Several polling organizations have defined Congress’ approval rating in recent years, and each time Congress is viewed “less favorably than dog poop, hemorrhoids, traffic jams, cockroaches, zombies, herpes, Brussels sprouts, the IRS and used car salesmen.” If you get my drift, please read on.
All 435 members in the House of Representatives and 100 in the Senate receive a $174,000 annual salary. As of a month ago, the average private-sector salary was $72,712. Industry folks get a few weeks of vacation, 10 holidays and do not work weekends. So, of the 365 days, they are off work about 130 days. But in actuality, a majority of salaried employees work more than minimum hours.
For comparison, the Senate was off 197 days and the House was off 227 days in 2019. Now let’s discuss healthcare. While the poverty level in the U.S. in 2019 was $25,750 in annual income, members of Congress get much of their health insurance subsidized – 72% of premiums by taxpayers through federal buying exchanges while making 6.75 times more than poor people on average and 2.4 times more than what salaried, private-sector employees make. And did I mention that members get free outpatient care at military facilities in and around Washington, D.C.?
Congress also has terrific retirement benefits. While average American Social Security recipients in 2019 received $17,532 annually (federal employees average $26,000), members who serve 20 years average about $59,000. But not to worry, members’ retirement annuities cannot exceed 80% of their final in-office salary. And remember that members are vested in the retirement system after five years in Congress with full pension at 62 years or older or after 25 years in office regardless of age. This pension system has been used since 1987, and Congress can vote itself a pay raise at any time.

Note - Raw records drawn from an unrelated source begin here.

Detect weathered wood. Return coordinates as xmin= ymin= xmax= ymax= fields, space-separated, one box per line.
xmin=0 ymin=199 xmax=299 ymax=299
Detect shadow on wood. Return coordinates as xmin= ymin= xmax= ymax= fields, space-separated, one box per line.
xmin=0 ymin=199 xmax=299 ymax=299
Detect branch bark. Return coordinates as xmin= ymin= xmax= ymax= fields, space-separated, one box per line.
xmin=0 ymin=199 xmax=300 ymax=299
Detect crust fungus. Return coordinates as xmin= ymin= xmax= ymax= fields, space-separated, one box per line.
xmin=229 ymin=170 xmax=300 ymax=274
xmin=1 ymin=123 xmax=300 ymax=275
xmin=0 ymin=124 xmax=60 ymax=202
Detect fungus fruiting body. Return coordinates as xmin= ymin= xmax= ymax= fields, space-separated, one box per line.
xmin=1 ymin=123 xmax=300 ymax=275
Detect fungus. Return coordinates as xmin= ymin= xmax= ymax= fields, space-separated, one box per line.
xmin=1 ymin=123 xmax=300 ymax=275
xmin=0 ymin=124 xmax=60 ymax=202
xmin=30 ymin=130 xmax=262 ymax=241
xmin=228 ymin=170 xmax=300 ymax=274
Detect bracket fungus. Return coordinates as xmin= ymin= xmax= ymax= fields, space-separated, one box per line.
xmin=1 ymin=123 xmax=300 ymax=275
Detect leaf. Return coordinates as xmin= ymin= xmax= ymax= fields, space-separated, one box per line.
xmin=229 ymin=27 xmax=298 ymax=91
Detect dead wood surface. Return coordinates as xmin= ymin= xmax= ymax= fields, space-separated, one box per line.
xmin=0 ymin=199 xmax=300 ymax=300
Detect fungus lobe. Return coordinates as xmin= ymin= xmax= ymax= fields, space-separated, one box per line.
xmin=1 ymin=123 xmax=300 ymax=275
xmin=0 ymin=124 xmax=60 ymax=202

There are a plethora of other goodies that the public never hears about. All members get free parking at Reagan airport, which cost taxpayers $740,000 last year. Members fly free and can book themselves on multiple flights without being charged multiple times. House members receive a $900,000 allowance for staff plus a $250,000 yearly budget for travel and office expenses. Senators receive about three times this, or $3.3 million. Also remember that members get a $3,000 annual tax deduction for living expenses. They also get at least $40,000 to furnish their home-state offices, and there is no restriction on how many such offices may be opened. Do not forget about “franking,” where members do mass mailings by Congress courtesy of the taxpayer.
One of the things that often goes unsaid pertains to “insider trading” in its varied forms. History shows that, based on historical stock-market transaction records (last studied 1985-2001), the financial performance by House members exceeded the public’s performance by 6% and among Senators by 12%. The use of privileged information for gain via this means is very hard to acquire, assess or prove. But as the old saying goes, if it waddles like a duck and quacks like a duck, it’s probably a duck.
As of May 2018, a Gallup poll showed that 75% of Americans think that the federal legislative branches of government are corrupt. Anticipating this message, Congress put forth proposed legislation Jan. 3, 2019 (H.R.1 titled For the People Act) and passed it March 8. The stated objectives are to expand Americans’ access to the ballot box, reduce the influence of big money in politics, strengthen ethics rules for public servants, propose statehood for the District of Columbia and prohibit gerrymandering of electoral districts. This is (to put it nicely) a hokey deal, and the Senate did nothing with it. The House called this an “anti-corruption bill,” but it is totally useless.
Readers of this column know that I tend to have a conservative or libertarian political outlook. Some may know that I was a lobbyist on the Hill representing the sole maker of nuclear warheads for the second half of the Cold War, but you should really wonder why such a presence would be needed. Honestly, it was to talk politicians out of wacko ideas, and I was always appalled by how many members were nutcases.
It is far past time to have competent and honest representation in our Congress doing useful public work. For those of you without a Senator of Representative meeting honest and worthy objectives, do your job: Throw them out of office.